鷹場村々の負担

 鷹場の村々は、鷹狩りや訓練の時には人的、経済的な負担を負いました。まず市域の御拳場では、将軍の鷹狩りはなかったようですが、鳥見役と呼ばれる役人の来村の際には、人足や経費を負担しました。御捉飼場では訓練の時や野廻り役という役人の来村の際に、同様の負担を負いました。
 それにもまして鷹場では、日常の生活に種々の規制が加えられていました。雁・魚等を捕らないこと。稲刈りの後の田に水を張らないこと。病鳥や落鳥があったら役人に届け出ること。鷹の訓練の時には犬をつなぎ、口つきのない馬に乗らないこと。家作や道路の普請も鷹場役人に届け出ること。
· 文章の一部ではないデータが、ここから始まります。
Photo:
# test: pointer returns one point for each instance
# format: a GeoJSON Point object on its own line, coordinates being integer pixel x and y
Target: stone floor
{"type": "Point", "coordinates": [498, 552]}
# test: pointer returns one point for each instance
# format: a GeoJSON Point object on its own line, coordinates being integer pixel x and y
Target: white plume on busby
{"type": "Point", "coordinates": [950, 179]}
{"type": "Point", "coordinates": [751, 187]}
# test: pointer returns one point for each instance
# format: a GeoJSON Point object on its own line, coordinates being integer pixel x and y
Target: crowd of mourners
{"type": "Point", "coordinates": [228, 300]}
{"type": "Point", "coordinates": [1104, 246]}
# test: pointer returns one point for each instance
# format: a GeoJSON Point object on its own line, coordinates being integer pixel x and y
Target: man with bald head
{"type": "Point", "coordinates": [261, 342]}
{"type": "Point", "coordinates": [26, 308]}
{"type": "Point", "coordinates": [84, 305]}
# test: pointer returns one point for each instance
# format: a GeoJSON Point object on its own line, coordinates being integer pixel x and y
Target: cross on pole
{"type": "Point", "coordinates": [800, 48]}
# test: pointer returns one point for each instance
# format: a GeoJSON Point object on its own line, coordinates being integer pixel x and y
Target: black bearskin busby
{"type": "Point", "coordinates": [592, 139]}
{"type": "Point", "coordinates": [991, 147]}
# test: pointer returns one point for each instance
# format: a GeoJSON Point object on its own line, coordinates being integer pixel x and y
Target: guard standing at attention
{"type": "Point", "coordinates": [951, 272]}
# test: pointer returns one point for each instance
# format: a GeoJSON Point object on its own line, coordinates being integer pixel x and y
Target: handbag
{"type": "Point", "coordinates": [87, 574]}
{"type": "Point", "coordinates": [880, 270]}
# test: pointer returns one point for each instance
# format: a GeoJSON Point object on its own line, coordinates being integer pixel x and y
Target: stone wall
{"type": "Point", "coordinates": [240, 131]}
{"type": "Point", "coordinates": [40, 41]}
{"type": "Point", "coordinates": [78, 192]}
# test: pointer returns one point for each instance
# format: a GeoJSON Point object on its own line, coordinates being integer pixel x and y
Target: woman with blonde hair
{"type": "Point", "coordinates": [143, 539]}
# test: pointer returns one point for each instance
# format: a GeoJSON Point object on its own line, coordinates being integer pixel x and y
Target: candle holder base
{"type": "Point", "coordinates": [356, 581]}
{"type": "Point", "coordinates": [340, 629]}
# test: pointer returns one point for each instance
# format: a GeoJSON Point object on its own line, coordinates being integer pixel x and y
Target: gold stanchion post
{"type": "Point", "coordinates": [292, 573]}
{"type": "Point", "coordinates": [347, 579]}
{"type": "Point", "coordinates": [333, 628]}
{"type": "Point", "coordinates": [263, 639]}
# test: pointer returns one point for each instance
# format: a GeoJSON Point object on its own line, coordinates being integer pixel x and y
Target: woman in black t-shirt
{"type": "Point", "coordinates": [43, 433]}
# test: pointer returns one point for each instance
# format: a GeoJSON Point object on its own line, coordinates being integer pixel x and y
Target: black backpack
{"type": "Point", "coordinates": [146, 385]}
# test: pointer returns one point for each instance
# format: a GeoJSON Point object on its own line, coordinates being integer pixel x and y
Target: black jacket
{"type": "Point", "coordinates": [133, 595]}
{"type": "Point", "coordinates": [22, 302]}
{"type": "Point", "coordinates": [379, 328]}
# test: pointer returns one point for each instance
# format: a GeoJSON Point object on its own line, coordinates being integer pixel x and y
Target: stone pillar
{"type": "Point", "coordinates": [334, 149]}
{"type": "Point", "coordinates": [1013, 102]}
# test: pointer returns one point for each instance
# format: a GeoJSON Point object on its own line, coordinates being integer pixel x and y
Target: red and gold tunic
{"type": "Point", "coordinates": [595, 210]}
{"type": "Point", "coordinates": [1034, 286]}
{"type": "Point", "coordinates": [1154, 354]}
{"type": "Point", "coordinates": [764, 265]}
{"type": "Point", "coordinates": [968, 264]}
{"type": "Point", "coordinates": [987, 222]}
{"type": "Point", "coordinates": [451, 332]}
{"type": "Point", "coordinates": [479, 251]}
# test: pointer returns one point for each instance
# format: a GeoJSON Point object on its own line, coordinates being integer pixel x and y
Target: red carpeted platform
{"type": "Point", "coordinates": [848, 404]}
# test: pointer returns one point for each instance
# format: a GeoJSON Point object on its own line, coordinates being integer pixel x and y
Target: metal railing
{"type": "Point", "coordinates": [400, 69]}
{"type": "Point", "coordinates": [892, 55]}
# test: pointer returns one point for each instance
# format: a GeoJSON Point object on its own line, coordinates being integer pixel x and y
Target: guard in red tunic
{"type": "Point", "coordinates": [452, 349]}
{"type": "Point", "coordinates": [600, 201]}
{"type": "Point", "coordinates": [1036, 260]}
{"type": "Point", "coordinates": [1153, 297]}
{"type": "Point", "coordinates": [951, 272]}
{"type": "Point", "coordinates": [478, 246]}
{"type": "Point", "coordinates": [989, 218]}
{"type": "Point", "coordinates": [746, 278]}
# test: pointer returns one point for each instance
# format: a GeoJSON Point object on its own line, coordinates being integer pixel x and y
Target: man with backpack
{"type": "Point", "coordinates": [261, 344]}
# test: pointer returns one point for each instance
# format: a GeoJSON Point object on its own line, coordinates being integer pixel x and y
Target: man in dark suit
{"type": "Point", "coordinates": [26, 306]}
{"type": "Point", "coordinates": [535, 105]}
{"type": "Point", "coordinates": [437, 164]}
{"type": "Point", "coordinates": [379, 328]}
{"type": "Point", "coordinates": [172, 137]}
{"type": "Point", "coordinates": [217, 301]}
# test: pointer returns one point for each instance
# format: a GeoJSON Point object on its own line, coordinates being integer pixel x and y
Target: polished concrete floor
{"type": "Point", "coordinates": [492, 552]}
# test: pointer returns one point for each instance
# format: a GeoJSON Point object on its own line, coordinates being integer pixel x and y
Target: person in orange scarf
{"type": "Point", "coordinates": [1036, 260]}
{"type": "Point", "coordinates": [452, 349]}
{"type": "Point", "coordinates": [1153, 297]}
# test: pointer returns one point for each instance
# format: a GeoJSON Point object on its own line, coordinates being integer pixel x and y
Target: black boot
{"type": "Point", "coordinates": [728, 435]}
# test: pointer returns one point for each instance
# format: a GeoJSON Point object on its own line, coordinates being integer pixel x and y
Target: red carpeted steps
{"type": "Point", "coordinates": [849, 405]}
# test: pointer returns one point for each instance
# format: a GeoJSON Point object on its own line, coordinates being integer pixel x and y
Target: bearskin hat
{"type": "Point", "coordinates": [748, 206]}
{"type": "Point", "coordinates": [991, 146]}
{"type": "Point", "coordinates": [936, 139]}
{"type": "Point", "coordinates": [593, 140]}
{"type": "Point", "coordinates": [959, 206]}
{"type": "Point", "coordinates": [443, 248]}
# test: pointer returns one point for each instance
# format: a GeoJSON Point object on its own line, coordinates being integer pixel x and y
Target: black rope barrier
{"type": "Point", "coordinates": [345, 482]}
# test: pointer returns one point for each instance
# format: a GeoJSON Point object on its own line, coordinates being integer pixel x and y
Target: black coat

訓練の時は川等に小橋をかけ、御鷹御用の者以外は使用させないこと(この橋を鷹匠橋といいます)。訓練の時はかかしを取り払っておくこと。芝居や開帳など人が大勢集まるような行事をしないこと―など実に細かい規制でした。
 

豪華によみかえった鷹匠橋(海老川、夏見5丁目・東町境)

 
 船橋市域に限らず、江戸から10里内外の村々は、この鷹場の負担と規制に少なからず悩まされていました。しかしそのことは、鷹場制度そのものが、将軍の鷹狩りのためであった以上に、農民統制の役割を担っていたのですから、当然といえば当然だったのです。